El Black Monday de la NFL ha llegado, como cada año, y esta vez ha dejado una huella significativa en el panorama de la liga. Tras concluir la fase regular de la temporada 2025, varios entrenadores de renombre han sido despedidos, lo que ha abierto un abanico de posibilidades para los próximos candidatos al cargo. Este fenómeno, en el que los equipos aprovechan para reestructurarse después de un mal desempeño, también plantea la pregunta: ¿qué estrategias seguirán los nuevos entrenadores para revertir la situación de sus equipos?
El impacto del Black Monday en la NFL
El Black Monday es conocido por ser un día crítico en la NFL donde muchas cabezas caen después de una temporada decepcionante. Este año, la atención se ha centrado en figuras clave como Kevin Stefanski y Raheem Morris, cuyas trayectorias ofrecen un contraste interesante. Stefanski, por ejemplo, trae consigo un legado de éxitos, incluido un viaje a los playoffs y un par de premios como Mejor Entrenador del Año. Sin embargo, en el fútbol profesional, los éxitos pasados no garantizan seguridad en el presente.
Por otro lado, Raheem Morris fue objeto de críticas desde la mitad de la temporada por no capitalizar el talento que poseía con los Falcons. Este despido, aunque previsible, resalta un problema común en la NFL: la presión por resultados inmediatos que a menudo eclipsa el desarrollo a largo plazo.

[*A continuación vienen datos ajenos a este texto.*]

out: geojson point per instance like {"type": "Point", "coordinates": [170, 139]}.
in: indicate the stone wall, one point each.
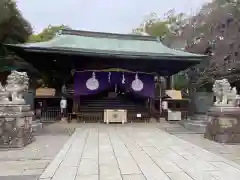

Comentarios sobre otros despidos notables
Además de Morris y Stefanski, otros entrenadores como Pete Carroll, quien fue despedido por los Las Vegas Raiders, y Jonathan Gannon, en los Arizona Cardinals, completan esta lista. La decisión de los Raiders de despedir a Carroll después de una temporada desastrosa, donde solo lograron tres victorias, genera cuestionamientos sobre el proceso de toma de decisiones del equipo. Se especula que la llegada de un nuevo quarterback en el próximo draft podría ser la clave para una nueva era en la franquicia.
En el caso de Jonathan Gannon, el despido refleja la desesperación de los Cardinals por revertir una racha negativa de nueve derrotas consecutivas que resultaron en un pésimo registro de 3-14. Esto plantea la pregunta: ¿qué lecciones aprenderán los equipos de este ciclo de despidos y reestructuraciones? ¿Continuarán eligiendo a entrenadores con experiencia o buscarán innovadores que puedan ofrecer perspectivas frescas?
Perspectivas futuras y posibles candidatos
Los cambios en la dirección de los equipos generan especulación sobre quiénes podrían ser los próximos en abordar estos desafíos. Nombrar a entrenadores con un historial exitoso en reconstrucción o a aquellos que han demostrado talento para desarrollar quarterbacks jóvenes podría ser la estrategia más sensata. Además, se espera que los propietarios busquen a líderes que no solo entiendan el juego, sino que también sepan cómo conectar con jugadores en un ambiente cada vez más competitivo y diverso.
Al final, el Black Monday es mucho más que un simple día de despidos; es una oportunidad para repensar estrategias y enfoques. A medida que los equipos miran hacia la próxima temporada, la reflexión sobre qué funcionó y qué no será crucial en su búsqueda de éxitos futuros.